Entropy and Hausdorff Dimension in Random Growing Trees

TL;DR

This paper studies the growth and geometric properties of random trees formed by preferential attachment, deriving explicit formulas for the Hausdorff dimension of a measure on the leaves, revealing deep fractal structure.

Contribution

It introduces a new framework for analyzing the Hausdorff dimension of measures on limiting random trees in preferential attachment models.

Findings

Hausdorff and packing dimensions are equal and constant almost surely.

The local dimension equals the Hausdorff dimension at almost every point.

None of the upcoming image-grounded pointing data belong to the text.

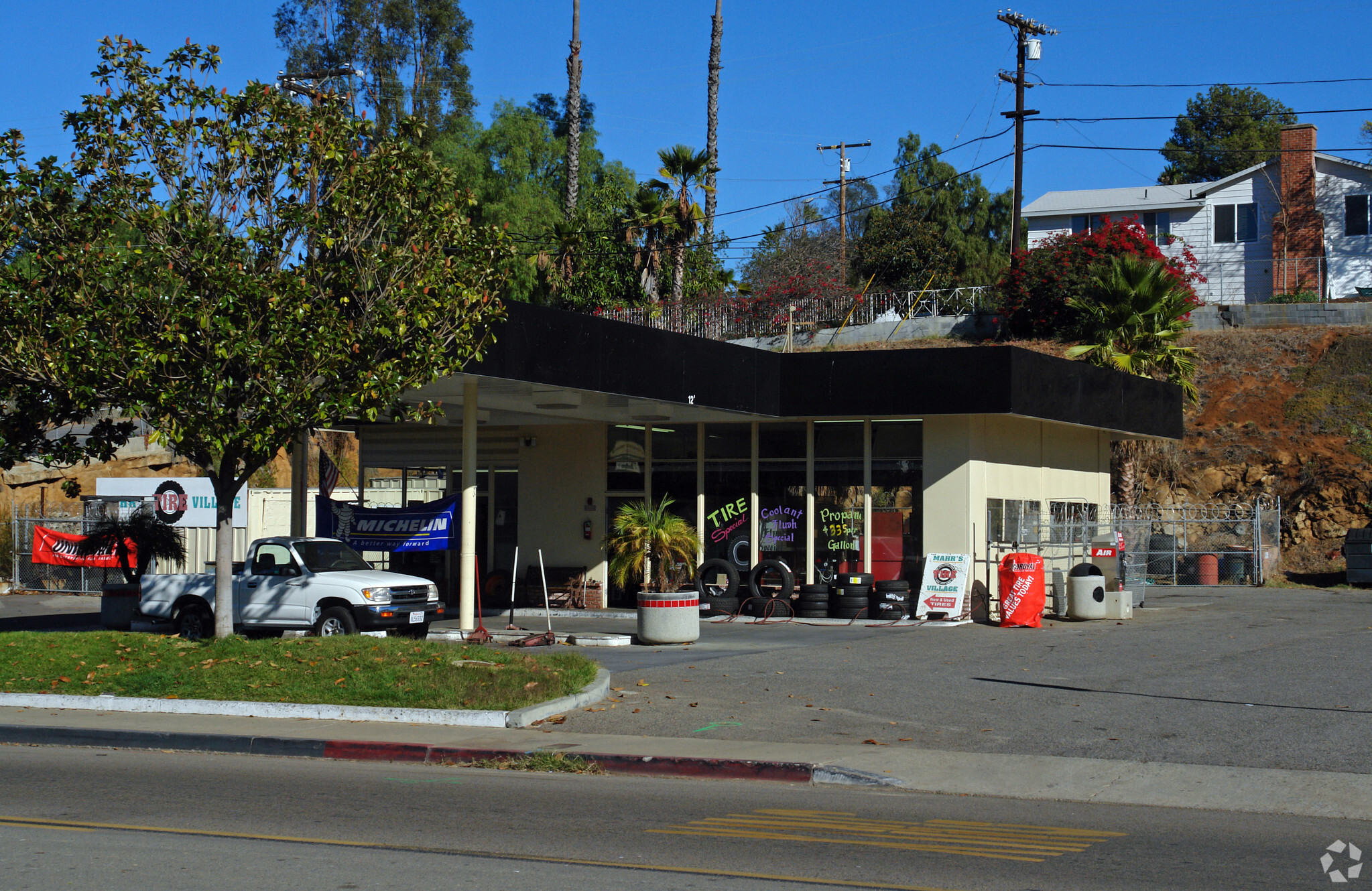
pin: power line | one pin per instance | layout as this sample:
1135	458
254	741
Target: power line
1338	80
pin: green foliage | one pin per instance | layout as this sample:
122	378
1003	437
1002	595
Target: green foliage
1224	131
1132	317
1335	395
1296	296
151	541
972	221
353	671
411	52
1038	293
647	538
216	327
903	253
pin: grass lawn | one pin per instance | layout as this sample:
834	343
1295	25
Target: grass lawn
353	671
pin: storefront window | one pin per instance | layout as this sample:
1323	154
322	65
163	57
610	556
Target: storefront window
674	468
896	499
727	490
838	498
626	457
781	494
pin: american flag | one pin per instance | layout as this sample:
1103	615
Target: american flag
328	474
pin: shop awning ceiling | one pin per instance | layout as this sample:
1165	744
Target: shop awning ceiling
550	366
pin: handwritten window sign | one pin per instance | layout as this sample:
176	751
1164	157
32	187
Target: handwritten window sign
944	584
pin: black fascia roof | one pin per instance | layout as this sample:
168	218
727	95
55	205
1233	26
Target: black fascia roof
578	351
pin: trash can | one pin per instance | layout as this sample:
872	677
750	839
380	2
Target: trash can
668	617
1086	592
117	605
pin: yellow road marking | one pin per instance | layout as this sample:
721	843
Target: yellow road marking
568	862
1007	841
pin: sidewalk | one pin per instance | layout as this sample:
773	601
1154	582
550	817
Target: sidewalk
1253	790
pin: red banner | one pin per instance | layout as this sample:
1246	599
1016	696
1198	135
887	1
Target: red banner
60	549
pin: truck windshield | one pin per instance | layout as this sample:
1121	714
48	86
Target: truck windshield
330	557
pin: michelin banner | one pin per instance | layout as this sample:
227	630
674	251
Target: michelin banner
423	528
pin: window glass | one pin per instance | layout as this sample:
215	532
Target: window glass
837	439
1356	216
729	440
273	559
1247	222
330	557
625	462
1224	224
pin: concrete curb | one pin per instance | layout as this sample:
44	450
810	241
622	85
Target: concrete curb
595	691
444	717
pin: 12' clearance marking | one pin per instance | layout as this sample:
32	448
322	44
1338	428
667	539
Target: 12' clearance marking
80	825
999	841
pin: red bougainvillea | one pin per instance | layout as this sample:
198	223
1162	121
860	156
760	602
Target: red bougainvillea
1035	289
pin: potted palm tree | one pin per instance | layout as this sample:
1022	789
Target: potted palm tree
135	541
647	539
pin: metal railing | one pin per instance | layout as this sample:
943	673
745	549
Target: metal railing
735	318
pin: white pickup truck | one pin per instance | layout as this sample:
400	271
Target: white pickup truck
305	584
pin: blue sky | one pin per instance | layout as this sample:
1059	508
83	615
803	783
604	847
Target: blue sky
796	73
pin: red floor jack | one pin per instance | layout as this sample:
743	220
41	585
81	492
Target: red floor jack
481	635
546	639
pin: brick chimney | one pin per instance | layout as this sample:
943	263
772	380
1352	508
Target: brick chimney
1297	226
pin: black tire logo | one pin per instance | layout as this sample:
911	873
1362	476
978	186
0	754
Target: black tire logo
169	502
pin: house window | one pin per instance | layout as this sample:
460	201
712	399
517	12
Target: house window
1235	222
1356	214
1158	226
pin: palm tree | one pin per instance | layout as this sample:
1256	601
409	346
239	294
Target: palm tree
643	535
151	539
1132	317
647	220
684	170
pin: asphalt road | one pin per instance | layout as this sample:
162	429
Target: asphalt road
128	821
1237	676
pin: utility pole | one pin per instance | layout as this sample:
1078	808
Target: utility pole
309	85
1027	32
843	202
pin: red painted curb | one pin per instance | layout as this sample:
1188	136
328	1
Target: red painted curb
644	765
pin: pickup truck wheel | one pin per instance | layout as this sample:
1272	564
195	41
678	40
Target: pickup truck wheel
335	621
195	622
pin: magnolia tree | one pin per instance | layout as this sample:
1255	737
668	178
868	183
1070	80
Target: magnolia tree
238	268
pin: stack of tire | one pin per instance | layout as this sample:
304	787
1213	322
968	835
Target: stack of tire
889	601
770	586
812	602
716	583
850	596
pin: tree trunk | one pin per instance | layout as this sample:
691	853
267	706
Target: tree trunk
712	117
224	558
574	110
678	271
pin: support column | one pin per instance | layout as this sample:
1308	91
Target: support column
810	502
467	591
866	496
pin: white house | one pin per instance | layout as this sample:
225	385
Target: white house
1297	222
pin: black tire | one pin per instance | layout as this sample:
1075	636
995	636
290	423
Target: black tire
712	592
335	620
194	621
788	581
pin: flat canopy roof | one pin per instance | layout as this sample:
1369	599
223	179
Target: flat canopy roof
619	372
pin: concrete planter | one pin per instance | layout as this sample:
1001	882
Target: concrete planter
117	605
668	617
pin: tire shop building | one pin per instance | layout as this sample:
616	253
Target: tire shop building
850	461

An explicit formula for the dimension based on the attachment rule is provided.

Abstract

We investigate the limiting behavior of random tree growth in preferential attachment models. The tree stems from a root, and we add vertices to the system one-by-one at random, according to a rule which depends on the degree distribution of the already existing tree. The so-called weight function, in terms of which the rule of attachment is formulated, is such that each vertex in the tree can have at most K children. We define the concept of a certain random measure mu on the leaves of the limiting tree, which captures a global property of the tree growth in a natural way. We prove that the Hausdorff and the packing dimension of this limiting measure is equal and constant with probability one. Moreover, the local dimension of mu equals the Hausdorff dimension at mu-almost every point. We give an explicit formula for the dimension, given the rule of attachment.